I could say many great things about the United Nations. There are less-known aspects that are very important and very helpful internationally, but they tend to be the obscure, specialized agencies of the U.N. system — the universal postal union, the international maritime organization and other organizations that are largely behind the scenes. There are some others that I think are helpful in a humanitarian sense — the High Commissioner for Refugees and the World Food Program. But some of the political decision-making bodies, such as the Security Council and the Human Rights Council, for instance, are just hopelessly ineffective because of their politicization. It’s nearly impossible to accomplish anything through those bodies.
What is the major flaw in the way Americans handle geopolitics?
There is a well-known but unfortunate temptation — whether it’s for the State Department or even in American multinational business dealings — that when working with international counterparts you look at the guy on the other side of the table and say, “Well, I’m a rational, reasonable person and I think that guy is too,” when in fact he might be just the opposite. It’s a fallacy we call “mirror imaging,” and frankly we are guilty of this time and time again.
Turning our attention to regulation are you concerned about overreach?
Regulation creep is something that is taking over business behavior, and it’s certainly become worse with Dodd-Frank under the Obama administration, but I think it extends back to Sarbanes- Oxley. It’s very hard these days for small and midsize companies to be public or to go public. Then you’ve got the EPA just about out of control in the recent dust-up in which a regional director was videotaped saying, “We should do what the Romans did and crucify the oil companies.” What the Obama administration and others fail to realize is not just the effect of each regulation but the cumulative crushing burden.
What about the influence of politics?
The most isolationist constituency in America today is the labor unions. They’re the ones most against free trade. They’re the ones most in favor of tilting regulatory and tax structures to create disincentives for American companies to engage in international business. They have enormous political clout — you can see it in case after case that is brought before the National Labor Relations Board.
What should business be doing to improve its reputation?
In the political process, the landscape is already littered with a bias that business is a big conspiracy of a few wealthy individuals against the great majority. So I think it’s important that companies are equally prepared to participate in the political process.

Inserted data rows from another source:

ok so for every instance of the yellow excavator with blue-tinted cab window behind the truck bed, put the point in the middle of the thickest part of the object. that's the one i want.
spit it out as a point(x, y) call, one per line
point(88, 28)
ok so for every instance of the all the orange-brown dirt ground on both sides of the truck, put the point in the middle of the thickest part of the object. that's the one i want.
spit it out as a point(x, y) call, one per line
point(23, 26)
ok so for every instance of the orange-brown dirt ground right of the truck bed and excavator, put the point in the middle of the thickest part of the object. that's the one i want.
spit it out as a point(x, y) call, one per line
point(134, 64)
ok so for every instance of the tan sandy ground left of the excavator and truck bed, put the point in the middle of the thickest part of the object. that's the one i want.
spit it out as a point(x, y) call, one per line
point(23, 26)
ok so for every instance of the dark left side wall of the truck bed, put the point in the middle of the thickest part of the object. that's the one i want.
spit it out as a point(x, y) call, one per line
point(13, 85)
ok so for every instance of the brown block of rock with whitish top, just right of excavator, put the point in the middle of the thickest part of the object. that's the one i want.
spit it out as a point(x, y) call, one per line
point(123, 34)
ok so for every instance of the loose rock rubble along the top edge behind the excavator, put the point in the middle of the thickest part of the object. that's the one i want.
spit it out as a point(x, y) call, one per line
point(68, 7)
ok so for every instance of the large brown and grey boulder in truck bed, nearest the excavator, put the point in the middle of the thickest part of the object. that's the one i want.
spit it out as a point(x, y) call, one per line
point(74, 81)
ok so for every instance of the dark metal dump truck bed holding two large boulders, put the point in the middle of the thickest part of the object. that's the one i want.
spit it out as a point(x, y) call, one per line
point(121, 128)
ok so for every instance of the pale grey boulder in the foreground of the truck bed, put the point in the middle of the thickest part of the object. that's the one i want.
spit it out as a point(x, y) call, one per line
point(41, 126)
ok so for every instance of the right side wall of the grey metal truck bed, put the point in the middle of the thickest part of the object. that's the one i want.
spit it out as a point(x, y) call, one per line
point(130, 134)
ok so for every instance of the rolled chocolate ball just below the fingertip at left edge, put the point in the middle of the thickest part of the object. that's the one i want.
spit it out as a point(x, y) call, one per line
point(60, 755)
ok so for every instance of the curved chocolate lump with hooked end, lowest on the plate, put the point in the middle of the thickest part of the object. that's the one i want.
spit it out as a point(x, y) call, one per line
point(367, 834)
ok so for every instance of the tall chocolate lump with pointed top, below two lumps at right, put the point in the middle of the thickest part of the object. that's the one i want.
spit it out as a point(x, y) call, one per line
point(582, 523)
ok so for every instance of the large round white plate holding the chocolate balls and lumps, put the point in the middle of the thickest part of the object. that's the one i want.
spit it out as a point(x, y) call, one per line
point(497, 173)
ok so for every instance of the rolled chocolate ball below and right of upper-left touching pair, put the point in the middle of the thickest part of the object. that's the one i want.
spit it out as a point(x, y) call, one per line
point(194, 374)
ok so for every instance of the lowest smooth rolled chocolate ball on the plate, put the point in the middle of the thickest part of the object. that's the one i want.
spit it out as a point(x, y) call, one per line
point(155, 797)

Many activists decry executive compensation. Do you agree?
Compensation committees of boards have perhaps the most difficult job of all because they’ve got to weigh so many competing factors. They’ve got to make sure that their compensation is sufficient to reward the CEO and the other top officers and make sure they’re not poached by a competitor. But explaining those factors in a very direct and quantitative way in terms of the company’s performance can be difficult. I have watched compensation committees repeatedly struggle to make these decisions, yet they are portrayed often by activists as back-scratching colleagues who are not paying attention to shareholders. In my experience, that’s the furthest thing from the truth.
Does business have to be more balanced in how it looks at risk?

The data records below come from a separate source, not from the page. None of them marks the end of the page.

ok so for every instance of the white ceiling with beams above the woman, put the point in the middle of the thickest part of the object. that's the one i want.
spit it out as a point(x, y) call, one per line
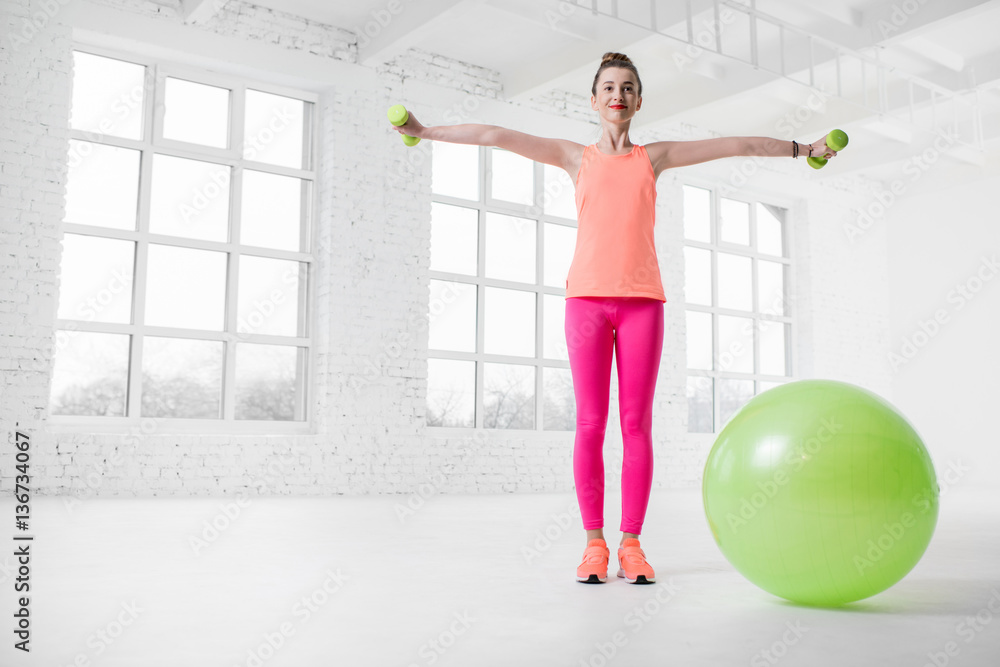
point(912, 48)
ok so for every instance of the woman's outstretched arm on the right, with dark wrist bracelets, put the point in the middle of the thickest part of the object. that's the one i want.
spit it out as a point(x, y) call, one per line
point(670, 154)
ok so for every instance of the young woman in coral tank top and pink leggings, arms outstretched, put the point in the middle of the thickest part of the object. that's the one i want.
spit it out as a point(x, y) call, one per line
point(614, 297)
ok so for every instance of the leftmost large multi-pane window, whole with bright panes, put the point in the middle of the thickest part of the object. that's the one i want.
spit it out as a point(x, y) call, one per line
point(185, 259)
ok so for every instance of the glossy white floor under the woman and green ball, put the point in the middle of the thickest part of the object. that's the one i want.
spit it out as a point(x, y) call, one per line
point(462, 580)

Risk and return are two sides of the same coin, and if boards are adequately overseeing management, they’re worried about their risks, and they’re worried about missed opportunities, too. When companies fail badly, you can say that a board has not carried through on its responsibilities, but by the same token there are companies that are over cautious, with the consequence they can get left behind, and that’s the nature of capitalism.